Bukti kalau Romo Kyai sayang kepada semua makhluk, imbuh Bapak Haji Mughni, bisa dilihat dari sikap Romo Kyai dalam menghadapi berbagai permasalahan yang sedang terjadi. Baik yang berhubungan dengan masalah pribadi, keluarga, santri, jama’ah maupun yang menyangkut urusan pondok, umat dan negara.
”Contohnya dalam kasus ketika beliau difitnah telah menyebarkan ajaran sesat, membuat Ka’bah sendiri atau dituding memelihara jin dan prewangan untuk membangun pondok. Dalam menghadapi fitnah seperti itu, beliau tidak pernah marah. Secara lahir, beliau malah menganjurkan para santri untuk melakukan introspeksi diri. Beliau malah memaafkan siapa pun yang telah memfitnah dan membeci beliau,” ungkap Bapak Haji Mughni.
”Tidak hanya itu,” lanjut Bapak Haji Mughni, ”Romo Kyai malah mendoakan orang-orang yang telah memfitnah beliau. Bahkan, beliau malah sangat ingin menghajikan orang-orang yang pernah membenci dan memfitnah beliau.”
Yang jelas, tukas Bapak Haji Mughni, Romo Kyai sangat senang bisa memuliakan semua tamu yang datang ke pondok. Sejak tahun 1963 sampai awal 1990-an, beliau selalu membuka lebar pintu rumahnya untuk menerima dan menemui setiap tamu yang datang. Mulai dari ba’da Shubuh hingga jam dua malam. Beliau istirahat hanya untuk shalat. Ketika tamu sudah pulang sekalipun, Romo Kyai sering menangis. Istilahnya sekarang klayu, kata Pak Kis.
”Lho, kulo niku, nek enten tamu, senajan kulo sakit, ning kaya-kaya-o waras. Lalu langsung saya temui tamunya. Ketika tamunya manthuk (pulang), saya ya jadi sakit lagi,” ujar Romo Kyai, seperti diungkapkan oleh Pak Kis.
Namun, dengan semakin berkembangnya pembangunan pondok dan makin banyaknya jumlah tamu yang datang ke pondok, imbuh Bapak Haji Mughni, beliau sudah tidak bisa menemui tamu lagi. ”Bahkan, jama’ah dan santri sekalipun, mendapat perlakuan yang sama. Jika mereka ingin bertemu secara fisik dan salim kepada beliau, hanya bisa dilakukan setelah shalat ’Ied,” tandas Bapak Haji Mughni.
Menyinggung tentang sikap hidup Romo Kyai, Bapak Haji Mughni mengatakan, dalam kehidupan sehari-hari, beliau selalu menerima apa pun yang ada pada hari ini.
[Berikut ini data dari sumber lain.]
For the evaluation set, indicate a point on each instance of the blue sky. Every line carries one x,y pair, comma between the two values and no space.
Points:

Bagi beliau, apa yang ada hari ini, adalah yang terbaik untuk beliau. Jadi, sebetulnya, beliau tidak mempunyai keinginan atau rencana tertentu.
”Termasuk dalam masalah membangun pondok ini. Aslinya, bukanlah keinginan beliau. Itu adalah keinginan jamaah dan santri,” tukas Bapak Haji Mughni. Tapi, yang mengarahkan dari segala bentuk, motif, waktu dan tempatnya adalah Romo Kyai berdasarkan hasil istikharah beliau.